Подвал господина Ликуреску

В тот год, когда река Олт поднялась так высоко, что затопила нижние улицы Сибиу и рыбы плавали в подвалах аптеки Зилбермана, — в тот самый год Ион Ликуреску перестал спать.
Не то чтобы совсем — он впадал в некое оцепенение на рассвете, минут на сорок, но это был не сон, а что-то похожее на провал в яму, где не было ни образов, ни отдыха. Он выходил из этого состояния с ощущением, будто кто-то только что стоял у кровати, но не успел уйти, а просто перестал быть видимым.
Ликуреску было шестьдесят три года. Он владел усадьбой в семи километрах от города, на возвышенности, откуда в ясные дни можно было различить колокольню лютеранской церкви. Усадьбу эту он получил от отца, а тот — от деда, который, по семейному преданию, выиграл её в карты у венгерского барона, причём барон застрелился не из-за проигрыша, а из-за того, что во время игры Ликуреску-старший сказал ему нечто такое, чего барон не смог вынести. Что именно было сказано — никто не знал, но в семье считалось, что дед обладал даром произносить слова, которые действовали на людей физически, как ожог или удар.

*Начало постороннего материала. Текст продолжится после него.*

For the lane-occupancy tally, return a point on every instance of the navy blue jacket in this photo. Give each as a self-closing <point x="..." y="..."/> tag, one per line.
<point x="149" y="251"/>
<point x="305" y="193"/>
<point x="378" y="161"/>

Ион унаследовал этот дар лишь отчасти. Он не мог убивать словами, но умел вызывать у собеседника такое замешательство, что тот забывал, зачем пришёл, а иногда и собственное имя. Управляющий его Думитру Пэтрашку — мелкий человек, — говорил жене: «Когда господин смотрит на тебя и молчит, я предпочитаю, чтобы он кричал. Крик — это понятно. А молчание у него — как рука, которая шарит у тебя внутри».
Пэтрашку служил при усадьбе уже тридцать один год. Он пережил трёх жён Ликуреску — первая умерла при родах, вторая сбежала в Бухарест с офицером, третья просто угасла, как свеча в комнате без окон, — и видел вещи, о которых предпочитал не рассказывать даже на исповеди. Священник отец Николае однажды спросил его прямо: «Что он там делает, в подвале?» — и Пэтрашку ответил: «Читает». Это была правда, но такая маленькая её часть, что она работала как ложь.
Ликуреску действительно читал. У него была коллекция рукописей, приобретённых на протяжении тридцати лет у разных людей — у разорившегося немецкого аптекаря из Брашова, у вдовы греческого монаха, у цыгана, который утверждал, что нашёл свиток в дупле дуба. Рукописи были на латыни, на старославянском, на языке, которого Пэтрашку не мог опознать и который выглядел так, словно буквы корчились от боли. Ликуреску спускался в подвал после ужина и поднимался перед рассветом. Пэтрашку оставлял ему на верхней ступеньке поднос с кувшином сливовой ракии и куском овечьего сыра. Иногда поднос оставался нетронутым. Иногда кувшин был пуст, а сыр раскрошен, словно его не ели, а мяли в пальцах.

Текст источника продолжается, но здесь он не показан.